Credit: Courtesy Rachel Mason

Credit: Courtesy Rachel Mason

In the early aughts, when Rachel Mason was studying art at Yale and then living in New York, the L.A. art world and Circus of Books began a quirky relationship. The Chinatown gallery scene had just emerged and Rachel would visit it when in town. “I would go to all these little hole-in-the-wall galleries in Chinatown with her,” Karen remembers. “I thought, I have a better space, on Lexington.” That was where Circus of Books had its storage and distribution center. “It seemed to me art wasn't a hard business,” Karen says. As with magazines, you could return what art you didn’t sell.

In the mid-2000s, artist John Knuth, a friend of Rachel’s, moved to L.A. and began staging performances and shows in the Circus stores. When Circus Gallery opened in 2007 in the Hollywood warehouse on Lexington, Knuth became the director. The gallery continued for almost three years, staging shows by young L.A. artists now better known — brazen performance artist Dawn Kasper showed there, as did painter Ami Tallman and painter-sculptor Michael Decker. 

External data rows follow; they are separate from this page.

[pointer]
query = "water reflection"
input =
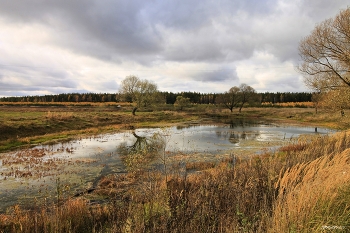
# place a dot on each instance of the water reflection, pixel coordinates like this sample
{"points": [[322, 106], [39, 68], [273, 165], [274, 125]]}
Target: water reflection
{"points": [[138, 155], [79, 164]]}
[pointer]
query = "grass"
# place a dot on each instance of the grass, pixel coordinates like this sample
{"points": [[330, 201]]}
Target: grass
{"points": [[302, 187]]}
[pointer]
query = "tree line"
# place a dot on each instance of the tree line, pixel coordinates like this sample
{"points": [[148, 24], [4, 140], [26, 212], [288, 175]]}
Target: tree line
{"points": [[167, 97]]}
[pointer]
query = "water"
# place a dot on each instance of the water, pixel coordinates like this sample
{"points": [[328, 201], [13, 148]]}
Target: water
{"points": [[69, 168]]}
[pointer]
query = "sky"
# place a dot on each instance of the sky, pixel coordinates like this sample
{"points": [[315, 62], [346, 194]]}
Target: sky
{"points": [[207, 46]]}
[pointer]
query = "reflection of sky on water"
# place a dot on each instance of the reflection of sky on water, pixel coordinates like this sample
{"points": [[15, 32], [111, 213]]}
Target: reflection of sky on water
{"points": [[101, 151]]}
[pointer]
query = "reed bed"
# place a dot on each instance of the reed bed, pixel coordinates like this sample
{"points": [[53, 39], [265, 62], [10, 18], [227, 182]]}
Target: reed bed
{"points": [[303, 187]]}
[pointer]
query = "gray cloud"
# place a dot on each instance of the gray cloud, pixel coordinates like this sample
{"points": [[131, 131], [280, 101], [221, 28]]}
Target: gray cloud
{"points": [[219, 75], [146, 35]]}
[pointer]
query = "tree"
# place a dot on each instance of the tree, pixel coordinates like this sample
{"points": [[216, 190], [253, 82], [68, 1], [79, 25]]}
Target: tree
{"points": [[246, 94], [325, 54], [229, 99], [142, 92], [182, 102]]}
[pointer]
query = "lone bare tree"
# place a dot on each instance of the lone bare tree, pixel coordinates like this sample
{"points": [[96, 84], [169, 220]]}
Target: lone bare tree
{"points": [[141, 92], [325, 53]]}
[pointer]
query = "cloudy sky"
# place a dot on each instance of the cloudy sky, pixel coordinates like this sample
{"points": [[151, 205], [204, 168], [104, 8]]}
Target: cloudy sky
{"points": [[208, 46]]}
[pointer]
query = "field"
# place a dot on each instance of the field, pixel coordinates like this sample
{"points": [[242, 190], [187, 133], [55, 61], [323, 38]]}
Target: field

“So for a while we sold art,” Karen says. “We closed when the recession hit, but a lot of bigger galleries closed, too.” Maybe they could've continued, she muses, but the business had been more quixotic than she’d anticipated. Merchandise didn’t move. Foot traffic was sporadic. Prices for one-of-a-kind objects could be exorbitant.

Now, once again, she’s selling art. “There've been some mishaps with the show,” Karen says of “Art Must Go.” In mid-May, a customer at the WeHo store wanted to know if he could negotiate a discount on a work priced at $400. Karen happened to be in the office. She called Miller, who happened to pick up, and the two agreed on a price change. If she hadn’t been available, the man probably would have left. She considers the collection of $30 limited-edition artist prints the show’s most successful aspect. “They’re a real bargain,” she says, and they’re easy for employees to explain to customers.

The "Straight to Hell" limited editions; Credit: Courtesy Rachel Mason

The “Straight to Hell” limited editions; Credit: Courtesy Rachel Mason

“She cares about running a really good business,” Rachel Mason, who recently moved back to L.A., says of her mother. “Her decisions are entirely business decisions. What she actually wanted was to raise her kids, and yet she's done this so well.”

As a child, Rachel had been instructed to tell classmates and friends her parents worked in real estate. It wasn’t until she was older that she realized her parents knew players in a queer underground that would in many ways influence Rachel’s art. Artists like Vaginal Davis and Bruce LaBruce, who both push boundaries and have a raw, flamboyant aesthetic, had visited the store, and now their work hangs there. “She always let my friends do things at the store,” Rachel says of Karen.

Right now, in collaboration with producer-director Cynthia Childs, Rachel is working on a documentary on Circus of Books, tracing it back to the decades before the Masons took over, interviewing gay porn stars, publishers and others. Her parents hadn’t been interested in a documentary before — they’d had offers — but with their daughter on board, they agreed. “I'm happy these things can happen,” Rachel says. “All I am is a conduit.” 

The Masons haven’t updated the store's decor in years, because its appearance never affected business. The recognizable signage looks like a relic of a pre-gentrified, less regulated moment. The soon-to-close store now seems fringe and defiant not because of its merchandise but because of its refusal to adapt to a digital, glossier world. “I'm friends with a lot of people who are nostalgic for this kind of gritty realness,” Rachel reflects. “That gives it its charm.”